Le Salon international de l’agriculture réinvestit la Porte de Versailles du 21 février au 1er mars, malgré un contexte marqué par une crise sanitaire et des tensions politiques. Pour les agriculteurs comme pour le grand public, cette édition sera révélatrice : elle mêlera découvertes familiales et débats vifs autour de l’avenir du monde rural.
Le salon, en quelques chiffres et attractions
Sur près de 16 hectares répartis dans sept pavillons, l’événement reste une institution du mois de février, célébrant depuis plus de six décennies la diversité des productions agricoles. Les allées mêlent stands professionnels, animations grand public et espaces pédagogiques pensés pour les enfants.
Parmi les nouveautés : un nouvel espace enfant entièrement ludique dédié à la découverte du monde agricole, qui vient compléter la ferme pédagogique et la piste de tracteurs à pédales.
- Dates : du 21 février au 1er mars
- Lieu : Porte de Versailles, Paris
- Surface : environ 16 hectares
- Entrées : 17 € plein tarif, 9 € pour les 6–12 ans (tarif famille disponible)
- Pavillon 5 : espace réservé aux professionnels, couvrant des métiers de la terre aux questions énergétiques
Une édition amputée par l’épizootie
Le retour du salon intervient dans un climat lourd pour l’élevage français. L’épizootie de dermatose nodulaire contagieuse a causé des pertes significatives et des contraintes lourdes pour les exploitants.
Selon un rapport sénatorial publié début février, la facture de la crise atteint au minimum 64 millions d’euros, entre abattages, contrôles de mouvements et coûts de vaccination. Conséquence directe pour le public : aucune manifestation bovine ni concours de bovins ne seront organisés cette année.
Les autres espèces n’étant pas concernées par la maladie seront toutefois présentes : chèvres, moutons, porcs, ainsi qu’un espace consacré aux animaux de compagnie. Les organisateurs ont réaménagé certains parcours pour garantir la sécurité sanitaire et l’accueil des visiteurs.
Tensions sociales et politiques dans les allées
Le salon devrait aussi refléter les mécontentements du monde agricole. Outre la gestion de la crise sanitaire, c’est l’accord commercial entre l’Union européenne et le Mercosur qui cristallise les oppositions.
Après trois hivers de mobilisation et des blocages ponctuels d’axes routiers, des syndicats annoncent qu’ils marqueront le coup. La Confédération paysanne a déclaré qu’elle ne participerait pas à l’inauguration présidée par l’exécutif, tandis que la Coordination rurale prévoit d’être présente pour interpeller les responsables politiques et porter la voix des producteurs.
Pourquoi cette édition compte
Au-delà du spectacle et des animations, le SIA 2026 sert de thermomètre : il permettra d’évaluer l’impact social et économique de l’épizootie, la capacité des filières à se régénérer et l’état du dialogue entre les agriculteurs et les décideurs.
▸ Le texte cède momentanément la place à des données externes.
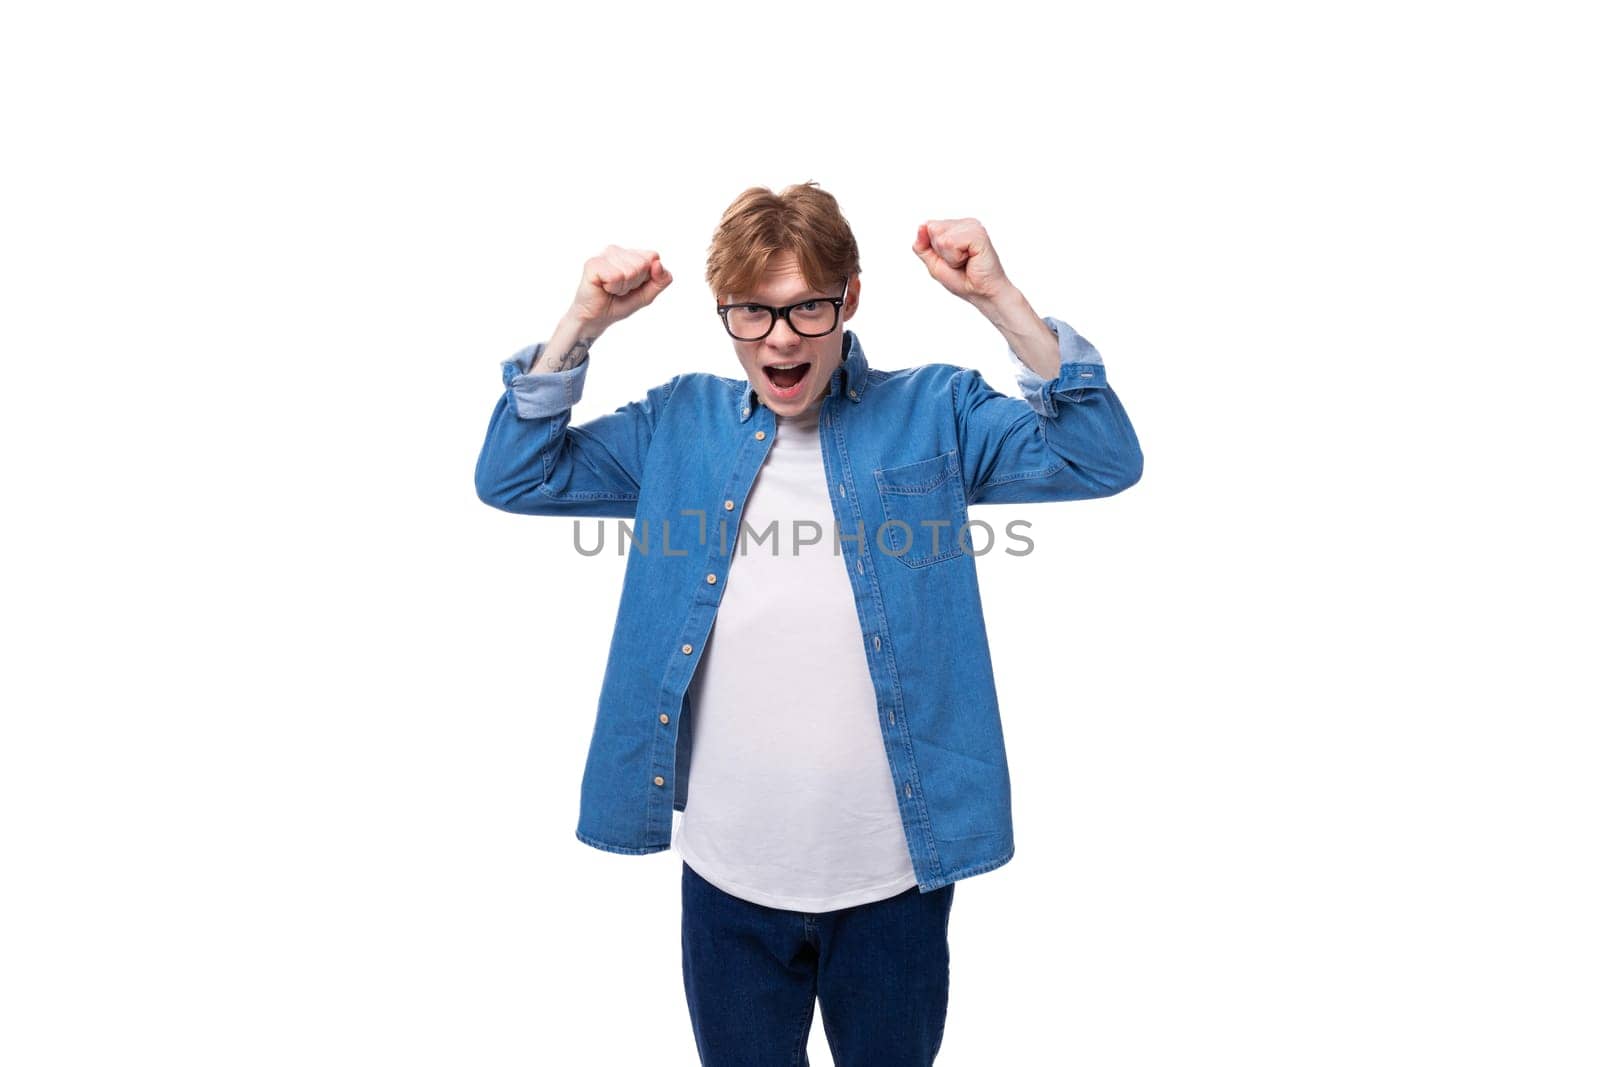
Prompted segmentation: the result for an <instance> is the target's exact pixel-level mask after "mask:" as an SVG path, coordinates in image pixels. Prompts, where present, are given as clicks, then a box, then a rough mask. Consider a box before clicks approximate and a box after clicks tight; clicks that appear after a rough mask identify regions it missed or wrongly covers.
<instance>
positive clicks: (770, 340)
mask: <svg viewBox="0 0 1600 1067" xmlns="http://www.w3.org/2000/svg"><path fill="white" fill-rule="evenodd" d="M779 331H782V333H786V334H787V338H784V336H779ZM802 341H805V338H802V336H800V334H797V333H795V328H794V326H790V325H789V320H787V318H786V317H784V315H779V317H778V322H774V323H773V331H771V333H768V334H766V342H768V344H771V346H773V347H779V349H789V347H794V346H795V344H798V342H802Z"/></svg>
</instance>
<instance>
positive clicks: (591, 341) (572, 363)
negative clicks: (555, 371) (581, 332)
mask: <svg viewBox="0 0 1600 1067" xmlns="http://www.w3.org/2000/svg"><path fill="white" fill-rule="evenodd" d="M597 339H598V336H595V338H579V339H578V341H574V342H573V347H570V349H566V352H565V354H563V355H555V354H554V352H546V354H544V357H542V358H541V360H539V365H541V366H542V368H544V370H547V371H570V370H573V368H574V366H578V365H579V363H582V362H584V360H586V358H589V346H590V344H594V342H595V341H597Z"/></svg>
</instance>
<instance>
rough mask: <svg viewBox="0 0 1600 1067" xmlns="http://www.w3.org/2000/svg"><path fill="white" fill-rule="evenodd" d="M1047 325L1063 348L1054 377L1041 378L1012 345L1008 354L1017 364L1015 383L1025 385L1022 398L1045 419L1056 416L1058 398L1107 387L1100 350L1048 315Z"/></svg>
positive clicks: (1067, 326)
mask: <svg viewBox="0 0 1600 1067" xmlns="http://www.w3.org/2000/svg"><path fill="white" fill-rule="evenodd" d="M1043 318H1045V325H1046V326H1050V333H1053V334H1056V342H1058V347H1059V352H1061V370H1059V371H1058V373H1056V376H1054V378H1042V376H1038V374H1037V373H1034V368H1030V366H1029V365H1027V363H1024V362H1022V358H1021V357H1019V355H1018V354H1016V350H1014V349H1011V347H1010V346H1008V347H1006V355H1008V357H1010V358H1011V363H1014V365H1016V371H1018V373H1016V384H1018V386H1019V387H1021V389H1022V400H1026V402H1027V406H1030V408H1032V410H1034V411H1037V413H1040V414H1042V416H1045V418H1046V419H1053V418H1056V405H1058V400H1067V402H1069V403H1077V402H1078V400H1082V398H1083V392H1082V390H1083V389H1104V387H1106V362H1104V360H1102V358H1101V354H1099V352H1098V350H1096V349H1094V346H1093V344H1090V342H1088V341H1086V339H1085V338H1083V336H1082V334H1080V333H1078V331H1077V330H1074V328H1072V326H1069V325H1067V323H1064V322H1061V320H1059V318H1051V317H1050V315H1045V317H1043Z"/></svg>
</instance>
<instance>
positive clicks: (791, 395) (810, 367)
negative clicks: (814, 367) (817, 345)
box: [762, 363, 811, 400]
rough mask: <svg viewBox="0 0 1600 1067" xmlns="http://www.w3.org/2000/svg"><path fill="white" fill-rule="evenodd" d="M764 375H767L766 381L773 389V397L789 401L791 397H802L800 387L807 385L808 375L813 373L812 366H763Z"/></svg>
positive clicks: (794, 364)
mask: <svg viewBox="0 0 1600 1067" xmlns="http://www.w3.org/2000/svg"><path fill="white" fill-rule="evenodd" d="M762 373H763V374H766V381H768V384H770V386H771V387H773V397H776V398H778V400H789V398H790V397H797V395H800V386H802V384H805V379H806V374H810V373H811V365H810V363H790V365H782V366H763V368H762Z"/></svg>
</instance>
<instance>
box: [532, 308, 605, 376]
mask: <svg viewBox="0 0 1600 1067" xmlns="http://www.w3.org/2000/svg"><path fill="white" fill-rule="evenodd" d="M600 333H602V328H600V326H597V325H595V323H589V322H582V320H581V318H578V317H574V315H573V314H571V312H568V314H565V315H562V322H558V323H557V325H555V331H554V333H552V334H550V339H549V341H547V342H546V344H544V354H542V355H539V358H538V360H536V362H534V365H533V366H531V368H528V373H530V374H544V373H552V371H570V370H573V368H574V366H578V365H579V363H582V362H584V360H586V358H589V346H592V344H594V342H595V341H598V339H600Z"/></svg>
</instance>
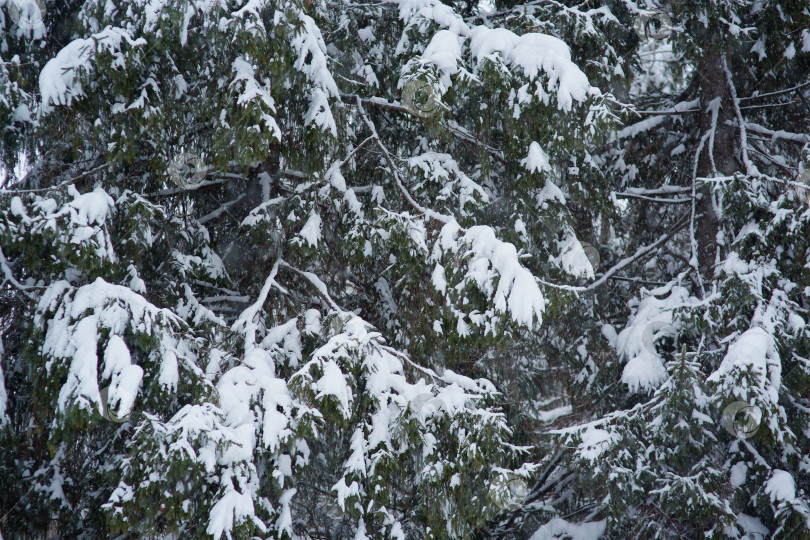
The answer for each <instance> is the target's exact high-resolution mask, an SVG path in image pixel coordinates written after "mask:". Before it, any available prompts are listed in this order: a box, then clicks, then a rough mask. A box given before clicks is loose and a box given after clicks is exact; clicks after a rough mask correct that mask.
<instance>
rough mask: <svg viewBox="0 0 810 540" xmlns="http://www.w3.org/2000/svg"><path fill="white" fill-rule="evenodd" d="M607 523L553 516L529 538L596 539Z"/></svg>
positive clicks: (603, 521) (576, 539) (598, 535)
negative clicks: (550, 520)
mask: <svg viewBox="0 0 810 540" xmlns="http://www.w3.org/2000/svg"><path fill="white" fill-rule="evenodd" d="M606 525H607V523H606V522H605V521H604V520H602V521H591V522H587V523H571V522H568V521H565V520H564V519H562V518H558V517H555V518H553V519H552V520H551V521H549V522H548V523H546V524H545V525H543V526H542V527H540V528H539V529H537V531H536V532H535V533H534V534H533V535H532V536H531V538H529V540H556V539H563V538H565V539H567V540H596V539H597V538H599V537H601V536H602V535H603V534H605V526H606Z"/></svg>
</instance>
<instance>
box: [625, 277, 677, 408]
mask: <svg viewBox="0 0 810 540" xmlns="http://www.w3.org/2000/svg"><path fill="white" fill-rule="evenodd" d="M687 299H688V293H687V291H686V289H684V288H683V287H673V288H672V291H671V293H670V295H669V296H668V297H667V298H664V299H659V298H656V297H655V296H648V297H647V298H644V299H643V300H642V301H641V302H640V303H639V305H638V308H637V309H636V312H635V313H634V314H633V315H632V316H631V317H630V319H629V322H628V325H627V327H626V328H625V329H624V330H622V331H621V333H620V334H619V336H618V338H617V339H616V352H618V353H619V355H620V356H622V357H624V358H626V359H627V364H626V365H625V366H624V371H623V372H622V382H623V383H625V384H626V385H627V386H628V387H629V390H630V391H631V392H649V391H651V390H654V389H655V388H657V387H658V386H659V385H660V384H661V383H662V382H663V381H664V380H665V379H666V377H667V370H666V368H664V361H663V359H662V358H661V356H660V355H659V354H658V351H657V350H656V347H655V341H656V340H657V339H659V338H661V337H663V336H665V335H674V334H675V333H676V332H677V329H676V328H675V327H674V326H673V317H672V312H673V310H674V309H675V308H677V307H679V306H682V305H685V303H686V302H687Z"/></svg>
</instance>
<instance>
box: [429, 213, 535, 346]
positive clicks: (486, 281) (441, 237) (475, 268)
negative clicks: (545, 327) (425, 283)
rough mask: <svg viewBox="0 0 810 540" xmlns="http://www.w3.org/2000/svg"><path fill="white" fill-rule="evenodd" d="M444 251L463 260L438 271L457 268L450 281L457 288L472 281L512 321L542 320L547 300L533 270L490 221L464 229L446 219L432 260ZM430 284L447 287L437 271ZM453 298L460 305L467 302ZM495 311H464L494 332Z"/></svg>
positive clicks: (530, 321) (514, 246)
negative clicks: (491, 223)
mask: <svg viewBox="0 0 810 540" xmlns="http://www.w3.org/2000/svg"><path fill="white" fill-rule="evenodd" d="M447 256H452V257H453V258H454V260H458V261H463V262H462V263H461V265H459V267H458V268H454V267H452V266H450V267H448V266H447V265H444V266H443V268H444V270H443V271H442V272H441V273H442V274H444V273H446V271H447V269H448V268H449V269H450V270H451V272H452V274H451V275H453V274H458V277H455V276H454V277H455V279H453V278H452V277H451V278H450V280H451V283H452V282H455V284H454V285H453V288H454V289H455V291H456V293H457V294H463V291H464V289H465V288H466V286H467V285H468V284H474V285H475V286H476V287H477V288H478V290H479V291H480V292H481V293H482V294H483V295H484V296H485V298H486V300H487V302H488V303H490V302H491V304H492V306H493V307H494V310H495V311H497V312H500V313H503V314H507V315H508V316H509V317H510V318H511V319H512V320H513V321H514V322H516V323H518V324H521V325H524V326H527V327H530V328H531V327H533V326H534V324H535V323H536V324H540V323H541V322H542V320H543V312H544V311H545V305H546V304H545V299H544V297H543V293H542V291H541V290H540V287H539V286H538V284H537V281H536V279H535V277H534V275H532V273H531V272H530V271H529V270H527V269H526V268H524V267H523V266H522V265H521V264H520V262H519V259H518V253H517V249H516V248H515V246H514V245H512V244H510V243H507V242H502V241H500V240H498V239H497V238H496V236H495V232H494V231H493V230H492V228H491V227H487V226H482V225H476V226H473V227H470V228H468V229H463V228H461V226H459V224H458V223H457V222H456V221H455V220H453V221H452V222H450V223H447V224H445V225H444V226H443V227H442V229H441V232H440V233H439V237H438V239H437V241H436V244H435V245H434V247H433V253H432V260H434V261H436V262H437V263H438V262H439V261H442V260H445V259H446V257H447ZM437 268H438V266H437ZM496 279H497V286H495V283H494V282H495V280H496ZM434 286H435V287H436V288H437V289H438V290H440V291H446V290H448V288H447V286H446V285H445V284H443V283H442V281H441V278H440V275H439V274H436V273H435V272H434ZM453 296H455V295H453ZM454 304H457V305H461V306H463V305H464V304H465V302H464V301H463V300H462V301H460V302H454ZM494 314H495V313H494V311H491V310H487V311H485V312H484V313H481V312H477V311H473V312H471V313H468V314H466V315H467V317H469V319H470V321H471V322H472V323H473V324H475V325H476V326H484V328H485V333H490V332H491V333H493V334H495V333H496V326H497V320H496V318H495V317H494ZM457 317H458V324H459V327H463V325H466V324H467V323H466V322H465V321H464V319H465V316H464V314H463V313H461V312H458V313H457ZM461 333H462V334H464V332H461Z"/></svg>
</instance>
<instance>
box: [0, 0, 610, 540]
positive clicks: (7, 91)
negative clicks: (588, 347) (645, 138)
mask: <svg viewBox="0 0 810 540" xmlns="http://www.w3.org/2000/svg"><path fill="white" fill-rule="evenodd" d="M14 2H17V0H11V3H12V4H13V3H14ZM18 3H19V2H18ZM14 5H15V6H16V5H17V4H14ZM26 6H27V7H26V9H29V10H34V11H35V10H40V11H39V13H41V14H43V15H44V18H43V19H42V20H41V25H40V26H38V27H37V29H36V30H35V31H32V29H30V28H26V27H25V23H24V21H23V23H20V19H19V18H17V19H16V20H13V19H9V20H4V21H3V22H4V24H5V25H4V32H5V33H4V34H3V39H4V45H3V48H2V51H3V52H2V55H3V57H2V58H3V59H2V61H0V66H2V69H4V70H5V71H3V72H2V73H3V77H4V78H3V79H2V80H3V81H6V82H5V83H3V84H4V86H3V88H4V90H3V95H2V100H3V101H2V102H0V105H2V106H3V107H4V108H3V109H2V110H0V112H1V113H2V114H3V115H5V116H4V119H5V120H6V121H7V123H6V125H7V129H6V131H5V133H7V134H8V135H9V136H8V137H6V139H4V143H3V145H4V146H3V156H4V159H5V163H6V167H7V168H6V171H7V173H6V174H11V173H10V172H9V171H11V170H12V169H13V167H14V166H15V165H16V160H17V159H18V158H19V157H21V156H24V157H25V159H27V160H28V163H29V165H30V167H29V168H28V170H27V172H26V174H25V175H24V177H23V178H22V179H20V180H19V181H13V182H12V181H10V180H9V179H8V178H7V181H6V183H7V189H6V190H4V191H3V193H2V195H0V199H1V200H2V205H3V211H2V213H0V239H2V240H1V241H0V245H1V246H2V251H0V255H2V257H0V264H1V265H2V272H3V279H4V282H3V289H2V295H3V302H2V311H0V321H1V322H2V327H1V328H2V341H3V344H4V348H3V351H2V374H3V378H2V381H3V386H2V388H5V391H4V392H2V393H0V413H2V414H0V416H2V419H3V426H2V435H1V437H2V442H0V444H2V447H3V449H4V450H3V452H2V453H0V454H2V456H0V471H2V472H0V492H2V495H1V496H0V497H1V498H0V516H1V517H0V529H2V531H3V532H4V533H5V534H7V535H9V536H11V537H16V536H25V535H30V536H36V535H48V536H54V535H56V536H62V537H71V538H78V537H87V538H98V537H106V536H110V537H112V536H120V535H123V536H124V537H133V538H140V537H178V538H200V537H209V536H210V537H213V538H250V537H254V536H262V537H269V538H288V537H289V538H292V537H308V538H470V537H472V535H473V534H476V531H480V530H482V529H483V528H484V526H485V525H486V523H487V521H488V520H489V519H490V518H492V517H493V516H494V515H496V514H497V513H498V512H500V511H501V509H503V508H504V507H511V506H513V505H514V504H515V503H516V502H517V501H516V495H515V493H517V494H519V493H520V492H521V490H520V489H517V490H515V489H513V486H512V484H514V483H515V482H517V483H518V484H519V483H520V482H525V481H526V478H527V477H528V476H529V475H530V473H531V471H532V470H533V465H532V463H531V459H530V458H529V456H528V455H527V449H526V448H524V447H521V446H520V445H519V444H517V445H516V444H515V440H514V439H513V437H512V433H513V428H512V427H511V425H510V422H509V421H508V420H507V414H509V415H513V412H512V411H511V410H509V409H508V408H506V409H505V406H507V404H506V403H505V401H506V400H507V399H508V398H505V397H504V396H503V394H501V393H499V392H498V391H497V389H496V386H495V385H493V384H492V383H491V382H490V381H489V380H487V379H486V378H483V377H485V376H491V375H492V374H495V375H497V374H499V373H503V370H500V369H499V368H498V366H497V363H496V362H492V364H490V363H489V362H488V361H487V359H489V358H492V357H504V356H506V355H509V354H510V351H513V350H515V349H517V348H518V347H521V346H523V344H524V343H525V341H522V340H524V339H529V340H531V339H536V338H535V337H534V336H535V334H534V333H535V331H536V329H537V328H538V327H539V326H540V325H541V323H542V322H543V320H544V319H545V318H546V314H547V313H548V312H550V311H553V310H554V309H556V308H555V306H556V305H558V304H560V303H561V302H562V301H563V300H564V298H563V297H559V298H557V293H556V292H555V291H562V292H563V293H565V289H560V288H559V286H553V285H549V284H550V283H554V282H558V283H565V282H567V281H575V280H581V279H586V278H588V277H592V276H593V267H592V265H591V262H590V260H589V258H588V257H587V254H586V252H585V250H584V248H583V246H582V244H581V243H580V242H579V240H578V238H577V235H576V231H575V229H574V227H573V226H572V225H571V224H570V223H572V222H573V221H574V220H573V218H572V215H573V211H574V207H575V206H580V205H584V204H585V202H586V201H589V200H593V201H595V203H594V204H604V200H603V197H604V195H600V194H599V193H598V191H597V190H596V187H598V186H599V185H600V182H603V179H602V177H601V175H600V174H599V171H598V170H596V169H595V168H594V167H592V166H591V165H590V164H589V163H590V161H589V159H590V158H589V152H588V150H587V148H588V144H589V141H595V140H597V139H598V138H599V137H600V136H601V135H602V134H603V132H604V129H605V126H607V125H608V124H609V122H611V121H612V120H611V119H612V113H611V112H610V97H609V96H606V95H604V94H603V93H602V92H600V91H599V90H598V89H597V88H596V87H595V86H592V85H591V84H590V83H589V79H588V76H587V75H586V74H585V73H584V72H583V71H582V70H581V69H580V68H579V67H578V65H577V64H576V63H574V62H573V61H572V60H571V54H570V50H569V48H568V46H567V45H566V44H565V43H564V42H563V41H562V40H560V39H558V38H556V37H553V36H551V35H549V34H548V33H543V32H539V31H538V28H527V27H525V26H520V25H519V24H517V23H515V24H512V23H511V21H507V23H509V24H508V26H510V27H511V28H512V30H510V29H507V28H504V27H498V26H497V23H496V22H494V21H493V22H487V21H480V20H477V19H475V17H474V16H473V15H470V17H468V18H467V19H464V18H463V17H462V15H461V14H460V13H461V11H463V10H461V9H459V10H454V9H453V7H451V6H447V5H443V4H441V3H439V2H437V1H435V0H425V1H421V2H412V3H403V4H401V5H399V6H393V5H390V4H385V3H379V4H377V3H365V2H362V3H359V2H327V1H321V0H318V1H315V2H311V1H309V0H307V1H303V0H289V1H286V2H271V1H268V0H250V1H244V0H241V1H237V0H221V1H218V2H217V1H210V0H195V1H190V0H178V1H162V0H161V1H157V0H149V1H142V0H138V1H122V2H117V3H110V2H107V1H106V0H105V1H97V0H88V1H85V2H46V3H44V4H42V5H41V6H40V5H39V4H36V6H35V5H34V4H32V3H31V2H28V3H27V4H26ZM6 7H8V8H9V9H11V7H9V6H6ZM43 10H44V11H43ZM513 30H514V31H513ZM9 53H10V55H9ZM25 111H27V114H26V113H25ZM504 111H508V114H507V113H505V112H504ZM569 164H570V165H571V166H574V167H576V166H579V167H582V172H581V174H580V175H579V176H578V177H577V179H576V181H569V180H567V177H566V176H565V175H564V174H562V173H561V172H560V171H561V170H568V169H566V168H565V167H568V166H569ZM569 201H576V202H575V203H572V204H571V206H569ZM552 222H553V223H556V224H559V226H557V225H555V227H554V228H553V229H550V228H549V227H548V225H547V224H548V223H552ZM549 291H551V292H549ZM492 366H495V367H492ZM518 440H519V439H518ZM510 483H511V484H510Z"/></svg>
Pour les visiteurs, l’absence de bovins modifie l’offre mais n’annule pas l’intérêt : rencontres, informations sur les filières et initiatives locales restent au programme. Pour les professionnels, l’enjeu est double : obtenir des réponses concrètes et préparer l’après-crise.
- Conséquences immédiates : disparition des concours bovins, mesures sanitaires renforcées.
- Risques à moyen terme : tensions persistantes entre filières et pouvoirs publics, pression sur les revenus d’éleveurs.
- À surveiller : annonces gouvernementales durant le salon et réactions des organisations agricoles.
Cette édition se présente donc comme un rendez-vous mixte : festif pour les familles, stratégique pour les professionnels et potentiellement conflictuel sur le plan politique. Le SIA 2026 restera un lieu clé pour observer comment le secteur agricole traverse ses multiples crises.